Open banking and open finance are primarily about standardization and interfaces. As such, it’s generally not of interest to the end user. However, the implications are very exciting and relevant, as a consistent open financial architecture can promote transparency, lower barriers to entry, and increase competition. Open interfaces would make it much easier for customers to get an aggregated view of their assets or to combine services from different providers. But there’s still a long way to go.
It is said that open banking and integrated services together will revolutionize the financial sector. How far away are we?
Interfaces and standards are complex. Especially for systems that have been developed separately over decades and have largely operated in isolation. These are difficult issues – from both a technical and a business perspective. In addition, the combination and integration options are limited with a pure interface solution. For example, when multiple databases are involved, the truly atomic processing of cross-database transactions that is possible with a public blockchain cannot be guaranteed.
You once wrote that decentralized finance (DeFi) is the logical evolution of open finance. But the latter tends to produce centralized services. Is that a contradiction?
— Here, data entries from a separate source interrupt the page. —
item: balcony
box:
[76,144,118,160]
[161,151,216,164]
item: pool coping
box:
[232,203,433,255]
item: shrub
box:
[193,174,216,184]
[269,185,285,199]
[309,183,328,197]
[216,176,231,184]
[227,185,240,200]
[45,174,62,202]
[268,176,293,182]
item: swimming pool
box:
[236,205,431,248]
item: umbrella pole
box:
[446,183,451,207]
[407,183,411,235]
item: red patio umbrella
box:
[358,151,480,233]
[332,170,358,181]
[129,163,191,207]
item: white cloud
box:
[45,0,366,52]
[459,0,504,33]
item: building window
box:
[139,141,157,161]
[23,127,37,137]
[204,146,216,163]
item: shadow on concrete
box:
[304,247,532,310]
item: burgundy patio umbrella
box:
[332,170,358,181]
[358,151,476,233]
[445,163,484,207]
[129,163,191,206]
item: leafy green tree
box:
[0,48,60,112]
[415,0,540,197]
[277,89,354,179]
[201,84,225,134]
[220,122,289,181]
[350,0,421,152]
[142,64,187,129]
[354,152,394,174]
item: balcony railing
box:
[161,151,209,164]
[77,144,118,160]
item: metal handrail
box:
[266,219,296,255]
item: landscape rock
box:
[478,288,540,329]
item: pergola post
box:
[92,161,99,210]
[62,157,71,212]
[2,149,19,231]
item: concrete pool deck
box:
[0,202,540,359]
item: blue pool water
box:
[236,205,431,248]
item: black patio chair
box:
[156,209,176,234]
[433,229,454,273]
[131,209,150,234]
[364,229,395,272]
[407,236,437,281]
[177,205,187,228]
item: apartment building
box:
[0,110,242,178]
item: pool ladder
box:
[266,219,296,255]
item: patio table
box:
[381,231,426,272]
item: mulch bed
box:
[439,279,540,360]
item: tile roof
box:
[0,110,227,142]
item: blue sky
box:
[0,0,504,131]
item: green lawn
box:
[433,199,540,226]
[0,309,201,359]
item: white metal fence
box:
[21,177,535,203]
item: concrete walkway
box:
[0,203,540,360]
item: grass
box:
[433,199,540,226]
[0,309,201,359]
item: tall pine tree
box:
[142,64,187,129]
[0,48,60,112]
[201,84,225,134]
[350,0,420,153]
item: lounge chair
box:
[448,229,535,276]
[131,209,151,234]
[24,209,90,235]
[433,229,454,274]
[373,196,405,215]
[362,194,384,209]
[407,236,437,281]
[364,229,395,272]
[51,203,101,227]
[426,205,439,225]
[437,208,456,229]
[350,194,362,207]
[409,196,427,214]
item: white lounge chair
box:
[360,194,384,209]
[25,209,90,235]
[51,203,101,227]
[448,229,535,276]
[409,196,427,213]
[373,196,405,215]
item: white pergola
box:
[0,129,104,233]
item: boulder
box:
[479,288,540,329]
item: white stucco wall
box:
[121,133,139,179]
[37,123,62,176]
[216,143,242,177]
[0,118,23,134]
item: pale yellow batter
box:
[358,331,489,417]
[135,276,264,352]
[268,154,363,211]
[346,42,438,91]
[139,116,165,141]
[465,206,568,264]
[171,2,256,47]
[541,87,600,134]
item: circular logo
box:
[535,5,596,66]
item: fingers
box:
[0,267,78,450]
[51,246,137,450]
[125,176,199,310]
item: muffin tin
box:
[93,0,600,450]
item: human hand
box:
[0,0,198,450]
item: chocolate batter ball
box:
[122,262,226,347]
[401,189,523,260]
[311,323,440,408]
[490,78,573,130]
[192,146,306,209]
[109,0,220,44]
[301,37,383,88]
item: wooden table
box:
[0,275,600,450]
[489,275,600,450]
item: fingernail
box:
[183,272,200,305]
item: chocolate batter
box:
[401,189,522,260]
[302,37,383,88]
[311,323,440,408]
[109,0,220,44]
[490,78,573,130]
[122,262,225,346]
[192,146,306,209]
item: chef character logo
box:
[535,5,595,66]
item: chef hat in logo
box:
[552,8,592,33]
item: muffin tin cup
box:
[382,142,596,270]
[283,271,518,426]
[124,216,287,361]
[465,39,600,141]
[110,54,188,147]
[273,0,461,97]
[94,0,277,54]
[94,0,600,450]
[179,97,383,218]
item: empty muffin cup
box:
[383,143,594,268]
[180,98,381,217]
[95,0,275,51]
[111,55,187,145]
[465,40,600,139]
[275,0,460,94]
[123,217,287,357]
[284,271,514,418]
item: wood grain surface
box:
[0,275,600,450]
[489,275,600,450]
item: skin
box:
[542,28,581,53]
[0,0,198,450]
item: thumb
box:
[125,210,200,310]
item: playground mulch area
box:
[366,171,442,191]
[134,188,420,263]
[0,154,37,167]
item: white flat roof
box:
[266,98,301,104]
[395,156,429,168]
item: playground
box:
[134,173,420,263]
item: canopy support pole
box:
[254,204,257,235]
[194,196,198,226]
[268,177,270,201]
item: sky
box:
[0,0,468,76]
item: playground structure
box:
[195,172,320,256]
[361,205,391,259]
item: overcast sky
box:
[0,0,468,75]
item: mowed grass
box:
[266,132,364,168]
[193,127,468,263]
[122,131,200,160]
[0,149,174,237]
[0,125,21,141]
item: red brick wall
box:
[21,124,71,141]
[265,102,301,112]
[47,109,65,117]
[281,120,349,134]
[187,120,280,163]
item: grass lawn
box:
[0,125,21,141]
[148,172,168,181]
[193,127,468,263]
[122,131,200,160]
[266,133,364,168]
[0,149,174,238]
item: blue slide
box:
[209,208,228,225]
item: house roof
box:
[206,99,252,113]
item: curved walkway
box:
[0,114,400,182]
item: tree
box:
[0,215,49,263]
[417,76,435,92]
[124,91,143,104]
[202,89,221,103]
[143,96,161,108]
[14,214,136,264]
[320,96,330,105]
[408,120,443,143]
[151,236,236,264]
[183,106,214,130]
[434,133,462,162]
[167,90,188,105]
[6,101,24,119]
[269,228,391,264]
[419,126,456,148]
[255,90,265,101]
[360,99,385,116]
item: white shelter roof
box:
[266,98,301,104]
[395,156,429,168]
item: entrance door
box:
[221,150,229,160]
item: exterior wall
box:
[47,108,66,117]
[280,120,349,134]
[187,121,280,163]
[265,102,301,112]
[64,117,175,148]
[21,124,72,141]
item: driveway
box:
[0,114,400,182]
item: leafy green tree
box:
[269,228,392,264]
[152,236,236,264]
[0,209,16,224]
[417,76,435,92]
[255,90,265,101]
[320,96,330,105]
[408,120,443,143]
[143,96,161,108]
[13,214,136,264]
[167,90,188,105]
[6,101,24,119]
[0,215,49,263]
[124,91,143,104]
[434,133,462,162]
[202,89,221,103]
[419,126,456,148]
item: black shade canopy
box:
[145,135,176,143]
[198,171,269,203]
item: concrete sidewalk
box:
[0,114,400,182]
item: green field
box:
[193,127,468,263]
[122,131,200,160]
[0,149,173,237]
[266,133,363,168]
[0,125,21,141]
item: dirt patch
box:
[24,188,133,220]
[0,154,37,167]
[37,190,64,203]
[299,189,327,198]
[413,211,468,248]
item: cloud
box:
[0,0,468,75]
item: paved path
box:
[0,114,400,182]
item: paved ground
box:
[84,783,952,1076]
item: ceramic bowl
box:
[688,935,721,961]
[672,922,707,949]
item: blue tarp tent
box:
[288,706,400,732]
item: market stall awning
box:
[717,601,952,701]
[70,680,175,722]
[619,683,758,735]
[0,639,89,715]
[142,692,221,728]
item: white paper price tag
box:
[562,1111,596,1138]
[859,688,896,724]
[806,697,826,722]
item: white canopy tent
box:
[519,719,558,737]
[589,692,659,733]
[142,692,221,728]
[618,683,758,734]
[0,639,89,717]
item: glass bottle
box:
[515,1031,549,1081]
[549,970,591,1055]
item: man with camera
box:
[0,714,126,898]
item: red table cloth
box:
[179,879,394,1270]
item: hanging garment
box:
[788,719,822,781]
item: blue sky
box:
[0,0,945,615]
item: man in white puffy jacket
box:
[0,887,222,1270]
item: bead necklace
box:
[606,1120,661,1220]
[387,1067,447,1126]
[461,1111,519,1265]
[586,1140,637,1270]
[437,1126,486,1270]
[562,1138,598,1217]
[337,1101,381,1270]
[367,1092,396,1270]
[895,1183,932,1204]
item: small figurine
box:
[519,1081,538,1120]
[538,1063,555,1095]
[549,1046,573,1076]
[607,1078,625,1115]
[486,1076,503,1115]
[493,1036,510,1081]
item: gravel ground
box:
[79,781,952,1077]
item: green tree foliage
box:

Contrary to what the name suggests, many DeFi applications are centralized. In a recent paper published in the Journal of Financial Regulation, I discuss these dependencies together with Katrin Schuler and Ann Sofie Cloots. By DeFi, I mean less the (de)centralization of individual protocols or services, but rather the idea of a neutral platform that enables composability and smooth switching between different applications. In addition, many commercial banks are showing great interest in the world of blockchain finance, and some of them are also working with public blockchains.
DeFi allows direct interaction without intermediaries. This is an advantage in countries with a weak banking sector. But where’s the big potential in Switzerland, where almost everyone has a bank account?
DeFi offers options. Where banking services are unavailable or too expensive, DeFi offers the option of holding the assets yourself and interacting directly with the financial protocols based on smart contracts – with all the benefits and disadvantages that this entails. In practice, few will want to do this in this extreme form. Nevertheless, the architecture offers great advantages because the options create a certain pressure for innovation and competition. In my opinion, a financial system in which you cannot store or transfer your assets yourself is not ideal.